La rétention de données nous étonne beaucoup et nous allons agir auprès de la Banque de France avec le rapporteur. La Loi de finance a par ailleurs essayé de séparer les activités de marché et de dépôt des banques. 1 à 2 % du chiffre d'affaires serait concerné, ce qui est relativement modeste. Pensez-vous que ces chiffres correspondent à la réalité ou sont-ils sous-évalués ?

Les banques, quant à elles, nous ont dit qu'il leur était vital d'être présentes dans les paradis fiscaux, qui sont des carrefours financiers. Pensez-vous que les banques sont dans ces paradis fiscaux exclusivement pour des clients ou pour elles-mêmes ? Pensez-vous qu'en dehors de la fiscalité, les banques ont un autre intérêt d'être dans les paradis fiscaux ?

Madame Jézabel Couppey-Soubeyran, maître de conférences en économie à l'Université Paris-I Panthéon-Sorbonne, conseillère scientifique auprès du Conseil d'analyse économique . - Concernant les impôts payés par les banques, nous avons essayé de mettre en avant un décalage important entre l'évolution des impôts payés par les banques et celle de leur activité mesurée, notamment par les profits réalisés. Les impôts payés par les banques ont augmenté mais beaucoup moins vite que leurs profits.

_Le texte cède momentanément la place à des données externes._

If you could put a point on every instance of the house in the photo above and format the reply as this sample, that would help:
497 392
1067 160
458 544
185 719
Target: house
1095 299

Pour les banques françaises, sur la période qui court du milieu des années 1990 à la veille de la crise, les impôts ont été multipliés par 1,5 et les profits par 10. Nous nous sommes efforcés de calculer des taux d'imposition implicites.

Ces calculs ne sont pas évidents à établir car les profits et les impôts payés varient beaucoup d'une année sur l'autre. Lorsque l'on s'applique à rapporter les impôts aux profits, on est obligé de travailler sous-période par sous-période, ainsi que de lisser les données. Les résultats obtenus sont très sensibles au choix de la sous-période ou du cumul effectué. Plutôt que le chiffre en valeur absolue, il convient donc de s'intéresser à la tendance. Ce taux d'imposition implicite fait apparaître, tant pour les banques françaises que celles de la zone OCDE, une nette tendance à la baisse, beaucoup plus marquée pour les banques commerciales que pour les mutualistes. Que l'on effectue le cumul dans le temps ou dans l'espace, cette baisse du taux d'imposition implicite ressort très fortement.

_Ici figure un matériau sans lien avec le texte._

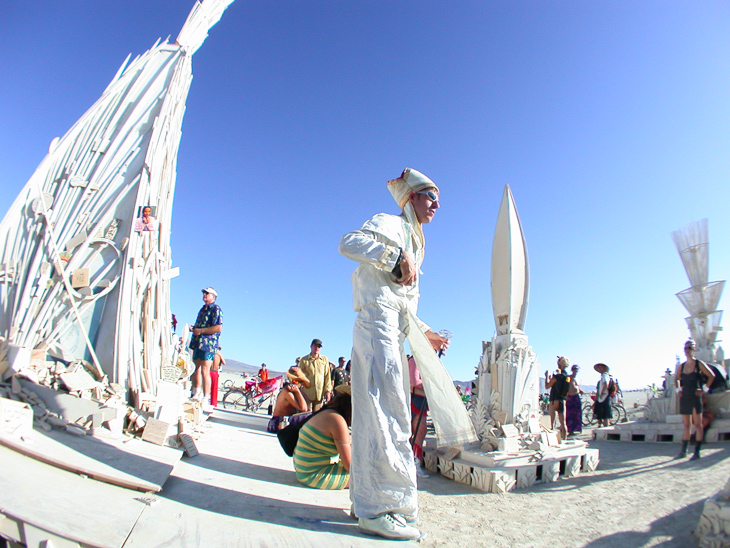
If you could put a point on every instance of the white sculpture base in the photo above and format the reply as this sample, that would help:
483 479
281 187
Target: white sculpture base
508 383
500 472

Je ne vais pas reprendre le chiffre car je ne souhaite pas attirer votre attention sur les valeurs absolues. En partant de ce constat, nous avons cherché des facteurs explicatifs. La présence dans les paradis fiscaux semble être un facteur important, mais il n'est pas le seul que nous mettons en évidence. Nous avons également fait ressortir le fait que les banques ont recours à l'emprunt et bénéficient de la déductibilité des intérêts d'emprunts. Or cette disposition est dangereuse pour la stabilité financière puisqu'elle induit une incohérence entre fiscalité et régulation. La Loi de finance 2013 est revenue sur ce point en plafonnant la déductibilité des emprunts, mais, dans le cas des banques, il faudrait aller plus loin. La variabilité des profits et les résultats des banques leur permettent en effet de tirer avantage des mécanismes de reports comptables et des bénéfices. Cette donnée est davantage à la portée des comptables que des économistes. Elle participe quoi qu'il en soit à l'optimisation fiscale que les banques sont capables de réaliser.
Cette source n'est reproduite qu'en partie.